Four years ago, Jason and I were touring the world. Because we could. Sometime in April, we were in Italy. I wanted to go back to Pompeii, so we did. It was one of those almost perfect days. We were staying at the B&B of a hilarious and charming Italian woman who spoke some English. Between her English and my Italian, we had some really funny conversations.
We got up early to catch the train. For anyone who has taken Italian trains, you understand why we got up early. The stop (or maybe it was a transfer?) we needed had some epic graffiti art that I admired as we waited. Eventually, we got to Pompeii.
It was Mediterranean spring and the weather was perfect; bright sunny and cloudless skies and about 70. Warm enough that we were sweating in the sun, but not so hot that we were melting. (In fairness, it might have been warmer, we were coming back from the South Pacific.) The interiors of the buildings were cool and just slightly damp, so it was like instant air conditioning when we walked into the baths or houses or other buildings. They wouldn’t let anyone in the brothel, despite the clearly labeled sign. (Brothels were labeled with carved penises on the walls of the buildings around them. The direction of the penis pointed towards the brothel, so you can literally follow the dicks to a brothel. Also, the Latin word for brothel is derived from the word for wolf, because of the howling. There is your fun history for the day.)

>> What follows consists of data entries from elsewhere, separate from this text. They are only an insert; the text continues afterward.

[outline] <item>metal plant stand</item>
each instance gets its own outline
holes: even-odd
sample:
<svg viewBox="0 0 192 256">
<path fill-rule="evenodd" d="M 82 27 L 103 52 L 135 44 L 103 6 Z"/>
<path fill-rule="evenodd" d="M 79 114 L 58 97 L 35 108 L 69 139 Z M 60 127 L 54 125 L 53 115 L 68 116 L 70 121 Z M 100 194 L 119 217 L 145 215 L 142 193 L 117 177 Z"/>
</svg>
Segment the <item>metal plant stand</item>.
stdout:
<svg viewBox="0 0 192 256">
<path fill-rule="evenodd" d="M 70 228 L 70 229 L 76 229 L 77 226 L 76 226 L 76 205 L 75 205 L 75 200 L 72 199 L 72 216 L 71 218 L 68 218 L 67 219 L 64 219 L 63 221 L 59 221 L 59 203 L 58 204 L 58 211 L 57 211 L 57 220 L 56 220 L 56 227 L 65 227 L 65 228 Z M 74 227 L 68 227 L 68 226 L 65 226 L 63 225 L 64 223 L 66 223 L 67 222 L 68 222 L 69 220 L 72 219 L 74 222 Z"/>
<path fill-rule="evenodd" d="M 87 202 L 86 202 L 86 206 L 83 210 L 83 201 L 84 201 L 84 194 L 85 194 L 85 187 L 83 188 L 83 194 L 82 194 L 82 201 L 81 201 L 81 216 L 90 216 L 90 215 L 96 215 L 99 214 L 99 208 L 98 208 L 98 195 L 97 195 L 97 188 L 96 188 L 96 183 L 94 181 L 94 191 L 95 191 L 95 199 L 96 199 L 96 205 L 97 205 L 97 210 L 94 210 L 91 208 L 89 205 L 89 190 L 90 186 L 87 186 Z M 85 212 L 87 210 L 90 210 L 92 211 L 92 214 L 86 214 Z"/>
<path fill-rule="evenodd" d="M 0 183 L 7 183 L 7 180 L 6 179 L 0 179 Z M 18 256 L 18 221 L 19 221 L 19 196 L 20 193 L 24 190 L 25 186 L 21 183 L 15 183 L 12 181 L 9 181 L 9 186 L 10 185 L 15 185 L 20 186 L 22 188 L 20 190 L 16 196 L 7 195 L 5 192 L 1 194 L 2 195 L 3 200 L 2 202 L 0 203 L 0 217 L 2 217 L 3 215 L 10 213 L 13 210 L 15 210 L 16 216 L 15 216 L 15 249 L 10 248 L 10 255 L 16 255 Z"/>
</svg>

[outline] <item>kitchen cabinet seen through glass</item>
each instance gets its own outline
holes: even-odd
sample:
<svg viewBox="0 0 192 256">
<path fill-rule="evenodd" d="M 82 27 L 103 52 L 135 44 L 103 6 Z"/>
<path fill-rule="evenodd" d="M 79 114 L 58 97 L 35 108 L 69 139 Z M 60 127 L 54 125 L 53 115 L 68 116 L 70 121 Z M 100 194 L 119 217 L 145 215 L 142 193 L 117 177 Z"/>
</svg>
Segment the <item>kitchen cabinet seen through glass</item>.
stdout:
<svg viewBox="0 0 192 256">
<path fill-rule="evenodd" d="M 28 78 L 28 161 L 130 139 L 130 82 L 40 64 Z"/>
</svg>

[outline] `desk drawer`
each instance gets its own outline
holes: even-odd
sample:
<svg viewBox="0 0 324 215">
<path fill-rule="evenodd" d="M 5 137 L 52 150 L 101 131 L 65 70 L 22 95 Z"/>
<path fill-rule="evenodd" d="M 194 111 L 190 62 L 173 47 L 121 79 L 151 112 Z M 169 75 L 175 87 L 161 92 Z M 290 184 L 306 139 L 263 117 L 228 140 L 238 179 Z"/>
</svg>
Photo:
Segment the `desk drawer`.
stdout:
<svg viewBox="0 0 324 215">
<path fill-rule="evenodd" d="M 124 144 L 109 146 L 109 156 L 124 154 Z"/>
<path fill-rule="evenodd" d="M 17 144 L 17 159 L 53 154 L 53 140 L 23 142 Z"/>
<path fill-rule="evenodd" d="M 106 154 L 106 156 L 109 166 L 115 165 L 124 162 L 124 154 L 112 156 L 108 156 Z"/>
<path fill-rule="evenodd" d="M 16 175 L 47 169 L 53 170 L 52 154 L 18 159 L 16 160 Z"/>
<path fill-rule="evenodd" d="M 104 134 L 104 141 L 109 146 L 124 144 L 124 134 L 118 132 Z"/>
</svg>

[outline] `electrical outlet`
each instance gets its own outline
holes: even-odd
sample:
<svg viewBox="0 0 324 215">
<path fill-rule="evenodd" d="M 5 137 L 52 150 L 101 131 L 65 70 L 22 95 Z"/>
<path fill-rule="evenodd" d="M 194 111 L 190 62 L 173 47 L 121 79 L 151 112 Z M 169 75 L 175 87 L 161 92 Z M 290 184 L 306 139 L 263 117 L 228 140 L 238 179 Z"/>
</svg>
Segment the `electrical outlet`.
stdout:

Most of the place smelled dusty, like sun-warmed stones and feet dragged on cobbles. Though we saw the major landmarks, we kept wandering out of the well-worn areas. At one point, we ended up outside the city walls, looking back into the city from the top of a hill. There was grass and poppies and wildflowers and I needed to pee. I found a bathroom and Jason found a fountain that had been re-plumbed and worked, even though it was the original stone face of the fountain. We ate the lunch we’d packed in the grass under a tree with a view of the grid of roads in Pompeii and the mountains in the distance. We didn’t see anyone else on that side of the wall. It was just the two of us, being us together.
We spent some time in the arena. The floor of the arena was covered in thick grass, though there weren’t as many wild flowers. There were a few other people, but the arena was large enough that my memory of them is as brightly colored blurs, not as real people. When we left there, we took some kind of wrong turn. Or right turn. I think we hit a dead end. We discovered that there is a vineyard in Pompeii which is in production. I’m sure that wine is exorbitantly expensive.
Somehow, we found our way around to the “front” or at least the part that visitors were being ushered into. There, the walls had signs explaining different buildings and there were many more tourists. One of them had bright red shoes, like mine.
Jason kept stopping when we were at the major landmarks, places like the Faun Statue. He would wander a bit and find just the right spot, then he would mess around on his phone. It was a little annoying, but also just Jason being himself so I’d ignored it all day. I finally asked him what he was doing when we were standing by a courtyard that had a mosaic or something in it. Or rather, I finally asked and actually listened to the answer.
We spent the rest of the afternoon with Jason teaching me to play Ingress. We only had one phone, so it was mostly me watching him and being curious. He couldn’t form any fields, because other people were also playing. But he ended up with keys from all over Pompeii. He ended up dropping a lot of them because they were filling his inventory too full, but I know he kept a couple of major ones.
(For those who don’t follow augmented reality games, Ingress is a game on your phone. Major landmarks like plaques, churches, and public art are “portals” which you can interact with. You try to tie different portals together to create fields. There is a super complex puzzle element and some minimal amount of plot. Look it up, it is a great way of seeing little bits of art you might otherwise miss.)
When the shadows were getting long enough to cover the streets from wall to wall, we started walking back to the train. We stopped the take some last photos in the amphitheater. There is one of Jason-as-Brighella that I took from “backstage” looking into the rows of seats. It isn’t one of my favorites from the trip, but it is an image that remains in my head.
By the time the train dropped us back in Napoli, Jason was hangry. Rather than go back to the B&B and try to figure out food, we stopped at the nearest place with cannoli on the menu. (The cannoli was for me.) The food was mediocre (for Italy) and the service was worse and it really didn’t matter. We weren’t looking for a culinary experience, we were looking for body fuel and time together. The poor service just gave us more time to talk about all the things we’d seen and all the plans we had when we got home.
I’m afraid these memories are going to scatter like beads off a string. I won’t be able to find them, to say a kind of rosary by running each memory over in my mind. I’m afraid that without Jason, no one will remember all the days, all the conversations, all the moments we had together. I’m afraid I’ll forget him. I’m afraid I’ll forget us.